The article is long, and I wish it had emphasized Trump’s elitist statements more, and included the video. Also, I’d like to have seen it drive home the point that Michael Forbes’ property was wanted by Trump not to build anything, but because Trump felt it ruined the view for the rich people who would be using the golf course.
However, I’m happy to see it, and I wish some candidates would pick up on it. The visuals involved in the video are awful for Trump, just awful. I think they would make an incredibly hard-hitting campaign ad. It’s not just his attempt to force the sale of the land, it’s the elitist nature of the vicious personal attacks on Forbes that would hurt Trump’s populist image with at least some of his supporters.

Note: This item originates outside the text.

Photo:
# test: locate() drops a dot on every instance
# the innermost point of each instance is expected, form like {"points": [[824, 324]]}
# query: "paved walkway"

As I said, I’ve tried to get someone to pay attention to it. Maybe National Review will succeed where I failed. Or maybe a reader has a way to reach someone involved with the candidates. If there’s not enough time left to make an ad, there’s always social media.

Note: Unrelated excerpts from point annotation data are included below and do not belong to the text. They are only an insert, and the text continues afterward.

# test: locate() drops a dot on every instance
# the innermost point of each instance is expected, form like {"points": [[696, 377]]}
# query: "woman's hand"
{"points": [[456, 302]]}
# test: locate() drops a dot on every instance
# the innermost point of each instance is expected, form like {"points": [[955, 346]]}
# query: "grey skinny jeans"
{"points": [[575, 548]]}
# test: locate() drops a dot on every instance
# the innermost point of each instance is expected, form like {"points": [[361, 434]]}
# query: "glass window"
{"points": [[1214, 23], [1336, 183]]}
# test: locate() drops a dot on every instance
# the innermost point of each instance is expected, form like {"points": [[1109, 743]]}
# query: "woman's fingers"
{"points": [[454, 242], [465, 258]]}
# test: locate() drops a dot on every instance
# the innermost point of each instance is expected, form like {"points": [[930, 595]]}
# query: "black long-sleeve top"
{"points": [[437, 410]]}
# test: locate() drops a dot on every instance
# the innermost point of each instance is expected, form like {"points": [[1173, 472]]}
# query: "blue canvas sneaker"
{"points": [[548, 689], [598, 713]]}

The videos can be found here, towards the end of my post.
Time’s a wasting.
[* NOTE: The National Review’s title is a reference to this play set in Ireland.]
Let’s hope the candidates do pick up on Trump’s business dealings. I was reading George Will’s piece today and he reminded people Trump has yet to release his tax filings so we may examine his business dealings more closely.
This is where Ted Cruz’s skills as a lawyer may come in handy. It’s time to start prosecuting the record of Donald J. Trump.
We may find he is not the great business man he proclaims, but is a bully who cares only for his own “special interests.”
Beth:
Having now read a ton about Trump I have to say that I’ve come to believe that much of his reputation as a nearly-invariable winner, and much of the estimate of his wealth, is a self-built exaggeration.
I recommend printing out the NRO article and distributing it as widely as possible, especially tochurch groups and women’s group where they are likely to be turned off by his immorality.
expat:
Facebook and Twitter is another way.
neo,
I don’t do Facebook or Twiiter, so i didn’t think of that. Just call me an old fogie.
expat:
I would imagine I’m even older and fogey-er than you. I don’t do either, either.
I too hope that somehow these stories get the attention that they deserve soon.
If they don’t, and Trump is the nominee, you can bet the whole country will hear about them this fall.
David Y:
Oh yes, the MSM is saving them up, all dusted off, polished, and ready to go for the general, if needed.
neo…
I fulsomely ditto that.
But it’s worse.
My brother thinks he’s wonderful.
My brother’s life arc is that of the counter-informed soul.
He’s the Colonel Klink of political analysis.
He never even makes it up to “wrong.”
If he’s a fine sample of the LIV — and I’d swear he is — no wonder we’re seeing these zany poll numbers.
Oh, I guarantee that the DNC is paying attention.
The democrats and late night comedians are salivating over the thought of Trump as our nominee.
It won’t affect his support at all. Nothing short of Trump being secretly taped, cynically participating in smoke filled rooms, plotting a future betrayal of the public… can do so.
But adulation of Trump isn’t why he’s become the standard bearer for those who support him, who are so enraged at the elite’s betrayal of the country, that they simplistically declare there to be no difference between either party’s elite. Thus, “let it all burn down”.
They accept Trump’s assumption as the standard bearer because Trump also makes no distinction between the left and right’s establishment and thus, in their minds, confirms their world view.
The longer this campaign goes on, the more I begin to believe that a Trump nomination means that the choice will revolve around whether we speed toward the cliff at 100mph, or 25mph. Sure, the latter is slightly better than the former. But both are still very bad.
The Democrats [sic] will pick it up, never fear, if he’s nominated. And use it to get the even-worse Hildabeast into the White House.